Using Unicode directional formatting characters in file names

English support forum

Moderators: white, Hacker, petermad, Stefan2

Post Reply
misvin
Member
Member
Posts: 112
Joined: 2010-08-14, 11:25 UTC

Using Unicode directional formatting characters in file names

Post by *misvin »

The Unicode standard is constantly being updated. The latest version 13.0 was released in March 2020. Please note that often in new versions of Unicode standard not only new characters are added, but also changes occur in various algorithms that are an integral part of the standard itself.

I want to get answers to the following questions:
1. What version of Unicode standard is used in Windows 10 21H1 and Total Commander 10.0?
2. Does Total Commander 10.0 in Windows 10 21H1 support Explicit Directional Isolate Formatting Characters: LRI, RLI, FSI, PDI, which appeared in version 6.3 of the Unicode standard?

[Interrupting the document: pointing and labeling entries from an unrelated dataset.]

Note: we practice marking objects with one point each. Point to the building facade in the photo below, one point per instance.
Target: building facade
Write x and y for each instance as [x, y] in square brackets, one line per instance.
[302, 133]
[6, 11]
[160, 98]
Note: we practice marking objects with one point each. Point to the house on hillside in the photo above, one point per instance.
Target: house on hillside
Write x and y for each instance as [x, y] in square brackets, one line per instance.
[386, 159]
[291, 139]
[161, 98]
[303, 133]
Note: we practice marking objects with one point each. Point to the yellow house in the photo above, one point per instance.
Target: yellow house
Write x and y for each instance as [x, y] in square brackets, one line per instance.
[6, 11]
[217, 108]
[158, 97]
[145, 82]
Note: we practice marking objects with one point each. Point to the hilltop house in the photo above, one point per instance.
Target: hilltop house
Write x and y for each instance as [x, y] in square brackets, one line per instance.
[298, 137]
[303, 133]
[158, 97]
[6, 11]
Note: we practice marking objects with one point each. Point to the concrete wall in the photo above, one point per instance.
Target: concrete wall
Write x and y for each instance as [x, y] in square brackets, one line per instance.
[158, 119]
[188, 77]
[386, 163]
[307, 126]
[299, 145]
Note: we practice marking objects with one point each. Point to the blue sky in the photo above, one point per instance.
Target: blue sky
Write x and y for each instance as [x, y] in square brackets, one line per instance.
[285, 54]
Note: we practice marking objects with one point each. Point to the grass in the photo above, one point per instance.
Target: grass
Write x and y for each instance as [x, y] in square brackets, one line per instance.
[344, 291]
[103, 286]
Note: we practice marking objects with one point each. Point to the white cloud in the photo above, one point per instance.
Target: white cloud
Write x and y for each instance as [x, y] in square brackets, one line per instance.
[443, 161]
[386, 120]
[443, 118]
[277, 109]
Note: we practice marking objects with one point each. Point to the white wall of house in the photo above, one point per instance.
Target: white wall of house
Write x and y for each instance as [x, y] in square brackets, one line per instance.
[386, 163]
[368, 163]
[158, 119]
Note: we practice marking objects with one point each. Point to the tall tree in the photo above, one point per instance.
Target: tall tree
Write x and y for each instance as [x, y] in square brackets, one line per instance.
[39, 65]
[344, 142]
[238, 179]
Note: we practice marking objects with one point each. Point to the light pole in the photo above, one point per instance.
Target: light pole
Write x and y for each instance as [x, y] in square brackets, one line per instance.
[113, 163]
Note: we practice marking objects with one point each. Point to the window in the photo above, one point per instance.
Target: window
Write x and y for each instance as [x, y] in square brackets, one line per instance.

Unicode Bidirectional Algorithm recommends to use the Explicit Directional Isolate Formatting Characters (LRI, RLI, FSI, PDI) instead of Explicit Directional Embedding and Override Formatting Characters (LRE, RLE, LRO, RLO, PDF):
Although the term embedding is used for some explicit formatting characters, the text within the scope of the embedding formatting characters is not independent of the surrounding text. Characters within an embedding can affect the ordering of characters outside, and vice versa. This is not the case with the isolate formatting characters, however. Characters within an isolate cannot affect the ordering of characters outside it, or vice versa.
Explicit Directional Overrides
The following characters allow the bidirectional character types to be overridden when required for special cases, such as for part numbers. They are to be avoided wherever possible, because of security concerns.
Sometimes I use bidirectional file names: a mixture of right-to-left (Hebrew) and left-to-right text (English).
I have no problems with using of non-recommended Explicit Directional Embedding and Override Formatting Characters (LRE, RLE, LRO, RLO, PDF), but recommended Explicit Directional Isolate Formatting Characters (LRI, RLI, FSI, PDI) don't affect the ordering of characters.

Thanks.
User avatar
milo1012
Power Member
Power Member
Posts: 1158
Joined: 2012-02-02, 19:23 UTC

Re: Using Unicode directional formatting characters in file names

Post by *milo1012 »

I think that basically Windows 10 is able to deal with Unicode 7.0 when it comes to "algorithms".
https://docs.microsoft.com/en-us/globalization/input/font-support#_Windows_10
And from what I can see over the past years: the only major additions to the Unicode standard after version 7 (besides some added scripts) were more an more emojis with every version, but I don't think that the basic bidi algorithm ("directional rules") changed significantly since then (which is doubtful anyway, since it would break compatibility, and even the change from 6.3 to 7.0 was minor).
I did a basic check for Windows bidi capabilities some time ago, and even with default GDI they were quite "complete", already on Windows 7.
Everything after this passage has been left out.